How do you remember when you have so few memories?
My own family has a long history of barely missing the fight, despite some honest attempts to do their duty.
One of my grandfathers joined the Army Air Force almost immediately after Pearl Harbor. If I recall correctly, he was training in B-25 Mitchell medium bombers, probably to eventually fly the flak-filled skies over Germany. Instead, an oral infection (that he’d tried to ignore) ended up attacking his heart. He spent the rest of the war in various hospitals, and nearly 30 years later would receive one of the first artificial heart valves to repair the old damage.
Towards the end of the war, my great uncle enlisted just as soon as he was out of school. When he was done with basic, the Army was about to put him on a ship for Europe — but then Nazi Germany unconditionally surrendered. His tale of not-quite-fighting didn’t end there, however. Instead, he was put on a troop train for the west coast, presumably to be made available for Operation Downfall, the US-led invasion of the Japanese home islands. It would have been a bloody mess for both sides, but a pair of atom bombs dropped on Hiroshima and Nagasaki obviated the need.

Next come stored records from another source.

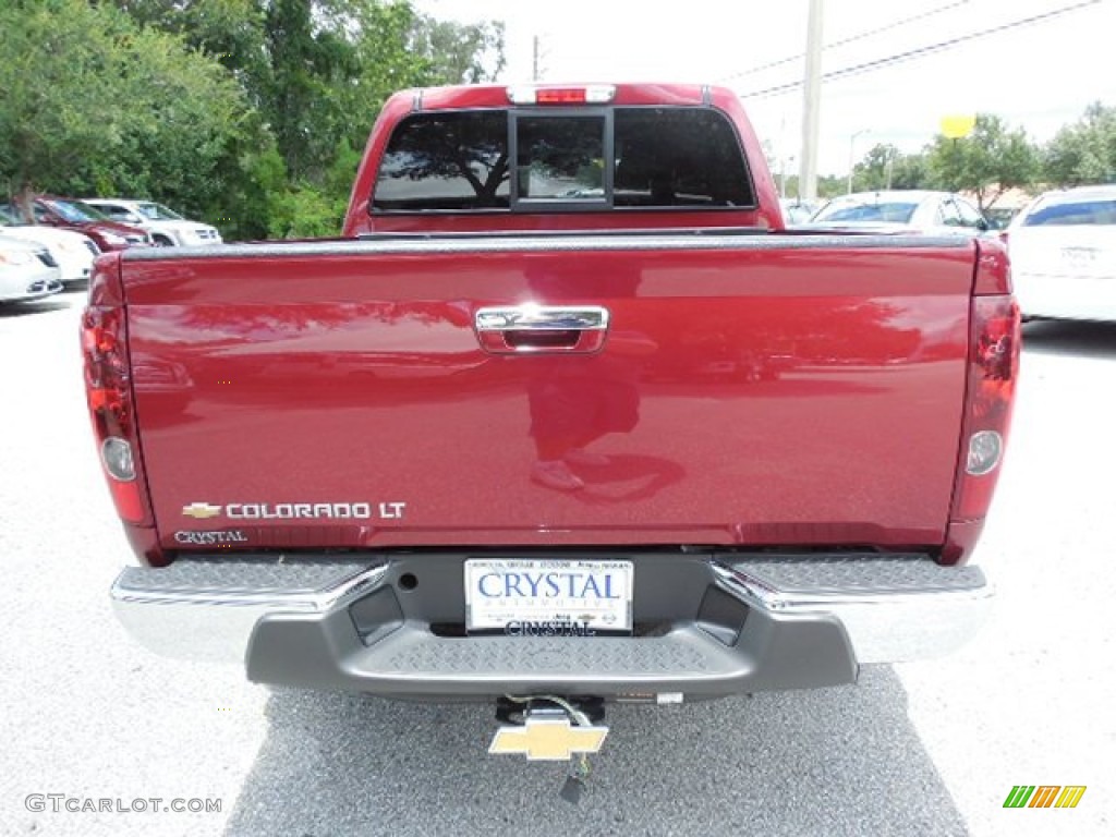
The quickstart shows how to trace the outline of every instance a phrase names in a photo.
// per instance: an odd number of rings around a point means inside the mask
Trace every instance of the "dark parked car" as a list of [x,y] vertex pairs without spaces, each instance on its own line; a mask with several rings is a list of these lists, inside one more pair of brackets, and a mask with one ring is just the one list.
[[[10,203],[0,204],[0,210],[11,214],[22,215],[18,206]],[[48,227],[59,227],[85,233],[102,250],[126,250],[129,247],[151,244],[151,235],[138,227],[110,221],[93,206],[71,198],[39,195],[31,201],[31,212],[35,223]]]

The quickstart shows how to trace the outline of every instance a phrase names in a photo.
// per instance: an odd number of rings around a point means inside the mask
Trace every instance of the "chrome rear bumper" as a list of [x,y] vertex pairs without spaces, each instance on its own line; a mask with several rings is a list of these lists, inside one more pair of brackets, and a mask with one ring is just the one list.
[[160,654],[240,662],[258,682],[430,699],[835,685],[862,664],[953,651],[991,600],[979,568],[924,556],[625,557],[636,561],[636,622],[642,609],[655,623],[634,637],[446,634],[435,625],[463,613],[465,556],[180,559],[126,569],[112,598]]

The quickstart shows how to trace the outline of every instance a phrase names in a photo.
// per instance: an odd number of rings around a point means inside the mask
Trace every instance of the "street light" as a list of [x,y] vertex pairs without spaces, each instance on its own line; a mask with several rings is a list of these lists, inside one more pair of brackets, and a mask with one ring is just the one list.
[[853,150],[856,146],[856,137],[860,134],[870,134],[872,128],[860,128],[848,138],[848,189],[846,194],[853,194]]

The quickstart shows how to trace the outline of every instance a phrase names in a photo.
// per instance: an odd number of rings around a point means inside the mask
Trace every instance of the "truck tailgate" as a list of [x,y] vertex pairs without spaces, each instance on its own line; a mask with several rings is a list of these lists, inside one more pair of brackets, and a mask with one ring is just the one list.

My paternal grandfather had an even more complicated reason for missing the war. He was running a now-defunct steel mill in St. Louis for a firm called Combustion Engineering. He volunteered for the Navy early in ’42, and they offered him a commission. Fate intervened in the form of the War Production Board (again, if I recall correctly) overruling the Navy’s offer. The country needed men who could make the steel that made the ships, more than they needed another onetime landlubber naval officer.
As it turned out, a very strange Don’t Ask Questions type steel order that involved him having to rearrange a big part of his shop floor, ended up being a small part of the Manhattan Project.
Dad was the right age to have served in Vietnam, but a mild case of polio (he was born in ’42) left him with a bum knee. Selective Service selected Dad as 4-F.
I’d given serious thought to joining the Navy, and had talked to a high school advisor about going Navy ROTC after graduation. I had “aviator vision” back then (20/10 left eye, 20/15 right) and thought there could be nothing cooler than putting a plane down on a ship. Honestly, I didn’t care if I flew F-14s or CODs, just so long as I could do that one thing. But then my vision went to hell first semester of senior year, and that was that.
Attending Missouri Military Academy did afford me one great privilege, however. Attending Presidential Classroom in Washington during the second semester of senior year, I was selected to take part in laying a wreath at the Tomb of the Unknowns. 34 years later and I still get chills.
By the time the first Gulf War rolled around, it didn’t even occur to me to sign up for what was clearly a “come as you are” event. Anyway, an as-yet-undiagnosed hyperthyroid condition meant I was almost sure to get rejected for being underweight — and physically unable to add any.
Lacking any service memories of my own, or my family’s, the thing I remember every Memorial Day is this.
Some other young Navy officer got his destroyer escort sunk by a Japanese torpedo. Some other B-25 navigator got shot down over Germany. Some months-older infantryman made it to the Ardennes in time for the Battle of the Bulge, and lost his life to German artillery.
For everyone who didn’t serve, or couldn’t serve, or served too late, somebody else did. And over the course of the last 80 years, about 800,000 of those men (and now women) paid the ultimate price for their service.
So however it is you remember them, just remember them.